Bem, nós ordoliberais vemos com muito ceticismo a economia totalmente desregulada da minarquia e do anarcocapitalismo como solução definitiva da humanidade assim como desconfiamos do estatismo desmensurado dos velhos trabalhistas (old labour), fascistas e comunistas. Aliás, como vimos, os próprios economistas clássicos, a exemplo de J. S. Mill não viam o laissez-faire como a solução ideal para todos os casos. Robbins (1971) - que é provavelmente o maior expositor dos liberais clássicos - nos mostra, os clássicos eram muitas vezes favoráveis a certas intervenções do Estado na economia que os austríacos simplesmente julgariam criminosas, como no caso de Mises quando ele ataca a Economia Social de Mercado alemã.

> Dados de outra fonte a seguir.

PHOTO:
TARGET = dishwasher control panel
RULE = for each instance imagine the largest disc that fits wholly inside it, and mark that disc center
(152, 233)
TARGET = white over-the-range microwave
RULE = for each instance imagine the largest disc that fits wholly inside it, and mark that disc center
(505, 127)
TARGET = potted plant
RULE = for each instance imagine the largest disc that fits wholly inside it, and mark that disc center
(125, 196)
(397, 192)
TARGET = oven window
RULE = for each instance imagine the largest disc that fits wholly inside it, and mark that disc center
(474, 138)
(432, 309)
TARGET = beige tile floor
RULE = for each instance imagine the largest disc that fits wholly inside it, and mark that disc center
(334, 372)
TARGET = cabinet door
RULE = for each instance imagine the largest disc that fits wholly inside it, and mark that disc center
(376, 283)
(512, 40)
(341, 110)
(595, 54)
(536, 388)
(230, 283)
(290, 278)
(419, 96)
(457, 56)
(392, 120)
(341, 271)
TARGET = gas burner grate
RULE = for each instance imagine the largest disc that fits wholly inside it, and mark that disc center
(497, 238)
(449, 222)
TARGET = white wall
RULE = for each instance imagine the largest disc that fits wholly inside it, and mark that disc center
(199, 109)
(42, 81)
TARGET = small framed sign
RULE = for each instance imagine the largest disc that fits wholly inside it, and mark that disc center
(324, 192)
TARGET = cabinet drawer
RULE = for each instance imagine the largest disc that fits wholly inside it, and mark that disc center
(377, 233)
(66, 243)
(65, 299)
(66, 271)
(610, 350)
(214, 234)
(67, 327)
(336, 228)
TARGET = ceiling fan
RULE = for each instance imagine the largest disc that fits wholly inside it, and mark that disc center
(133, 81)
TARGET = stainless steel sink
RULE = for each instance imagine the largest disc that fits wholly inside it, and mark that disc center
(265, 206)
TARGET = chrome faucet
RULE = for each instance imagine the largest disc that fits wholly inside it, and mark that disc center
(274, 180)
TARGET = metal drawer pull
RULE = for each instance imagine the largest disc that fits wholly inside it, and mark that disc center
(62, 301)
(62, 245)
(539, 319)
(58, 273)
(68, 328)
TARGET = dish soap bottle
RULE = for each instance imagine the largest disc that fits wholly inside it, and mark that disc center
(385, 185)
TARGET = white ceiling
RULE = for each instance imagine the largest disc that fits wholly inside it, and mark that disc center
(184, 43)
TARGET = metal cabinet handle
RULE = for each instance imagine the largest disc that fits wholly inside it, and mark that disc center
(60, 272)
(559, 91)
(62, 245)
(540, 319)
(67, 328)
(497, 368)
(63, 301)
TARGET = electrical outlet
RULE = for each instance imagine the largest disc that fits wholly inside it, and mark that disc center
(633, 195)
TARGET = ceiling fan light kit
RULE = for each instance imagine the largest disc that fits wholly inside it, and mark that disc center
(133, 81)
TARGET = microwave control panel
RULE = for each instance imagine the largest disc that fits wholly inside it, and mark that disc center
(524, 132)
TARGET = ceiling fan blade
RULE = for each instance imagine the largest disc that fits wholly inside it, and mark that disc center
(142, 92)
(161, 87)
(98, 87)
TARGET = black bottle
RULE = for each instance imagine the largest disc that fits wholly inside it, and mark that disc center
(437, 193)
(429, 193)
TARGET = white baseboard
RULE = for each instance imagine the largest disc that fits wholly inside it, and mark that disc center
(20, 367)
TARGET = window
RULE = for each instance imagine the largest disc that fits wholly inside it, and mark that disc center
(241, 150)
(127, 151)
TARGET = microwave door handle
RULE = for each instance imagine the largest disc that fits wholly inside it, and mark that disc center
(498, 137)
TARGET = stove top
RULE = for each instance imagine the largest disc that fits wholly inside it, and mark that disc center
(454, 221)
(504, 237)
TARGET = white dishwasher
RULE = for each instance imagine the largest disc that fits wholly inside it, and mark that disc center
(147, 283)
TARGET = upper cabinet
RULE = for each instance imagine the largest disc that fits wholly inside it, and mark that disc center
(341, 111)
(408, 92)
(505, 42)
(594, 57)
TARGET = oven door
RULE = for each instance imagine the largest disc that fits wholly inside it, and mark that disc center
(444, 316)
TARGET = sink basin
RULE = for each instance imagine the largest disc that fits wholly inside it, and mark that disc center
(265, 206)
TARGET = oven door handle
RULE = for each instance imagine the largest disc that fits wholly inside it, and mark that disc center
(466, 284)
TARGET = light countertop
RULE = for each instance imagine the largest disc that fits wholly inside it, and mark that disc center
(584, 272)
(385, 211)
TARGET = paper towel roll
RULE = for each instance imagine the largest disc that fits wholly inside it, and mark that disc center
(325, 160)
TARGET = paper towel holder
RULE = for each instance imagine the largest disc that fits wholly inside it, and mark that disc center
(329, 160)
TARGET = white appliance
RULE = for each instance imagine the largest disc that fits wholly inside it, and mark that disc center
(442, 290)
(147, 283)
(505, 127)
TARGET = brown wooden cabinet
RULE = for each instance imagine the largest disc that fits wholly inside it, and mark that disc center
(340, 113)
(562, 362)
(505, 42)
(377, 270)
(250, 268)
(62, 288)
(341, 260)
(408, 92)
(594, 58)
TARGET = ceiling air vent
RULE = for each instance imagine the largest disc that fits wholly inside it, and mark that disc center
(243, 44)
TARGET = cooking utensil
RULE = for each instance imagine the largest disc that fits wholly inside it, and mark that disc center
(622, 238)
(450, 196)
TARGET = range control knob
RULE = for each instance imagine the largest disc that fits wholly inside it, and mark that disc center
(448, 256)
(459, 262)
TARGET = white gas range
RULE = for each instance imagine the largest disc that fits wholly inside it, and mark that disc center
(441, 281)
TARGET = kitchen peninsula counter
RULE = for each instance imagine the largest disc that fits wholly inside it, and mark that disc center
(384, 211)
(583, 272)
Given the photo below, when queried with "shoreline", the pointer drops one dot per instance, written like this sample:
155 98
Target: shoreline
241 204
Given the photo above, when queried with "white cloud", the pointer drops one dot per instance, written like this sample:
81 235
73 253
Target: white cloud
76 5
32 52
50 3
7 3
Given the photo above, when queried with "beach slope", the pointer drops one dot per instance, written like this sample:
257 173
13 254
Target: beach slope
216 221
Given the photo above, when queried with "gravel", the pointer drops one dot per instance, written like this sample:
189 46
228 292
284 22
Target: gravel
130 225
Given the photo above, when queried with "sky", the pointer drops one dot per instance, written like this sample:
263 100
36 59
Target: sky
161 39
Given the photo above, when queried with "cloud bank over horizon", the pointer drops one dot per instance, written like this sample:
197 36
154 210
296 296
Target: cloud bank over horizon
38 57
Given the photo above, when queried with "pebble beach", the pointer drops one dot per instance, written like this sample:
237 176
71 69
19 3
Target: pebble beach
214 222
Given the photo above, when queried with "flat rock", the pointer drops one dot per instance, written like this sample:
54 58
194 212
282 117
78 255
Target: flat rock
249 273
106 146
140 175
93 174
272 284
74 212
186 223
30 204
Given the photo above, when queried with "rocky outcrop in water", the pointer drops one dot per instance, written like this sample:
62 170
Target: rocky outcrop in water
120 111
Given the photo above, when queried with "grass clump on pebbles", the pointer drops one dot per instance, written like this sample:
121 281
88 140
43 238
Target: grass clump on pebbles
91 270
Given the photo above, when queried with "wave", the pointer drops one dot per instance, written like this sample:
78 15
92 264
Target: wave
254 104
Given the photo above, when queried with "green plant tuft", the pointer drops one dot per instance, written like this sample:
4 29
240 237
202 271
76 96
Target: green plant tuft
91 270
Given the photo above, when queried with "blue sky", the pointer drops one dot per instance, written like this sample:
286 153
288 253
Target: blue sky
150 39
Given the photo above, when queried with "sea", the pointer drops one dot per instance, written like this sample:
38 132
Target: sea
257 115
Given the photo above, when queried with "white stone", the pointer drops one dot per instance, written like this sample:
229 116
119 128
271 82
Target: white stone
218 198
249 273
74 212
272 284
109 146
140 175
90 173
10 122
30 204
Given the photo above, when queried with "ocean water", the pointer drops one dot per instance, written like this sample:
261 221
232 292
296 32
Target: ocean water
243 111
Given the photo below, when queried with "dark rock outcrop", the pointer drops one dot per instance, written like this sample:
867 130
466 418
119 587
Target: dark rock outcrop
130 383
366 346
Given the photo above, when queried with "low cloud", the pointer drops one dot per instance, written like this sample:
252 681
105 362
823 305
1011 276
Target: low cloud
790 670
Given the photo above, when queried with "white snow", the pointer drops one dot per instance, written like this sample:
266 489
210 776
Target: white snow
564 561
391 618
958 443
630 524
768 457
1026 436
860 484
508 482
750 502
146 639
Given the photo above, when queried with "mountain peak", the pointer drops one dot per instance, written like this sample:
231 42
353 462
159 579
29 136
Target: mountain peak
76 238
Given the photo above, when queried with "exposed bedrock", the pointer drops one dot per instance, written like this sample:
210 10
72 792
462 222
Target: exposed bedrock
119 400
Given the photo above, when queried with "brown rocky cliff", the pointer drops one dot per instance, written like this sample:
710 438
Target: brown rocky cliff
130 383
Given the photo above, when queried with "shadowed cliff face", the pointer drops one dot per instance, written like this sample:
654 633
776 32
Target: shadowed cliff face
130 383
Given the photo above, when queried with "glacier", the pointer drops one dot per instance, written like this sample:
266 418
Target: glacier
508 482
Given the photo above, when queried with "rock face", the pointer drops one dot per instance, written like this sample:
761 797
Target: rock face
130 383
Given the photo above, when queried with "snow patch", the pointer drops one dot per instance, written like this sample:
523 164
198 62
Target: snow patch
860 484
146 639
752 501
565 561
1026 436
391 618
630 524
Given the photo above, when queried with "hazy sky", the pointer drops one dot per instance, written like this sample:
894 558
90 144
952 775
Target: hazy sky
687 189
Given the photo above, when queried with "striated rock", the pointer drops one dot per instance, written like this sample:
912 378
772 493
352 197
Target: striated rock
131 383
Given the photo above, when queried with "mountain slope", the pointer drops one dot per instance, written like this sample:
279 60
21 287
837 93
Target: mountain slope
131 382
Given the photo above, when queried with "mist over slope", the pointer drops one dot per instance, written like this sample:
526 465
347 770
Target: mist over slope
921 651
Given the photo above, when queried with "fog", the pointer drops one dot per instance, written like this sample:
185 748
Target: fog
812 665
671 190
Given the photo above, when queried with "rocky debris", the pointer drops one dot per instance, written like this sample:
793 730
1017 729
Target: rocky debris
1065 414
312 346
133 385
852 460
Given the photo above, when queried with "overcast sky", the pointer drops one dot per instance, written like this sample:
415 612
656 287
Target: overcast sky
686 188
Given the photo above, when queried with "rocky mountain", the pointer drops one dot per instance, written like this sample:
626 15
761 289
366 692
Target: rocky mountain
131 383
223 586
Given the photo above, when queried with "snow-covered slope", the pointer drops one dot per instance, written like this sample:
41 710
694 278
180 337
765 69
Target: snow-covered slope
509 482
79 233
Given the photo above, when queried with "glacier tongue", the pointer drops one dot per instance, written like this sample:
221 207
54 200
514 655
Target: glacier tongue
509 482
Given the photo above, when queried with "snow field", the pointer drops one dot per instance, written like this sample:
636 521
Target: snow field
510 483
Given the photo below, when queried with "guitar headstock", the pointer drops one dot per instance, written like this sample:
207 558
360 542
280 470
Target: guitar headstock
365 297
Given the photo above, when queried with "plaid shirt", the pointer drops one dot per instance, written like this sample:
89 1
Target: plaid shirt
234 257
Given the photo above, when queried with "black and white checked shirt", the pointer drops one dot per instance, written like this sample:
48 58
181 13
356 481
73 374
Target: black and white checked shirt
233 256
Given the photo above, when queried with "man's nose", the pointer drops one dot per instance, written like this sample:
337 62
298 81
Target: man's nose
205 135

Por exemplo, Adam Smith não era contrário a uma legislação trabalhista (p. 37) e nem contra regulações anti-cartel (p. 40); Smith e Bentham defendiam que o estado baixasse preços de produtos monopolizados a força (pp. 51 e 53); J.S. Mill defendia o seguro-desemprego (p. 57) e também defendia subsídios e desonerações para empresas atuarem em lugares onde as instituições não garantissem a propriedade privada, como em "terras bárbaras". (pp. 69, 70 e 71). Aliás, como no link acima referenciado, vemos que Mises, contraditoriamente, também aceita algumas regulações "muito mínimas", como as anti-incêndio, assim como David Ricardo também aceitava (p. 45).

Como dizia Smith, "não é da benevolência do açougueiro e do padeiro que obtemos nossa comida, mas sim de seu desejo de obter lucro." O livre-mercado - já visualizava Smith - tinha o poder de retirar a carga sentimental e humanitária de certos atos transformando-os apenas em trocas econômicas visando preencher alguma necessidade objetiva de algum indivíduo. Portanto, para os clássicos, para os ordoliberais, e aparentemente até para Mises, o laissez-faire não poderia ser o critério máximo e último para todas as situações sociais existentes... Como por exemplo vender crianças...

Acredito que, caso o leitor perdoe essa minha presunção contrafactual, gostaria de registrar que é bem provável que, caso os supracitados autores estivessem vivos ainda hoje, e se por ventura estivessem assistindo à divulgação que as ideias ordoliberais tem tido no Brasil, tanto por parte de organizações como a Fundação Konrad Adenauer - Brasil, quanto por iniciativas individuais como a minha neste maravilhoso blog, certamente estariam nos apoiando pelo nosso realismo e aproximação com suas ideias... Ideias aliás que Manuel Wörsdorfer muito bem relacionou neste artigo, que eu recomendo fortemente. E é bem provável que Mises também estivesse nos apoiando, ainda que bem escondidinho.

¹ ROBBINS, Lionel. Teoria da política econômica. São Paulo: USP/IBRASA, 1971.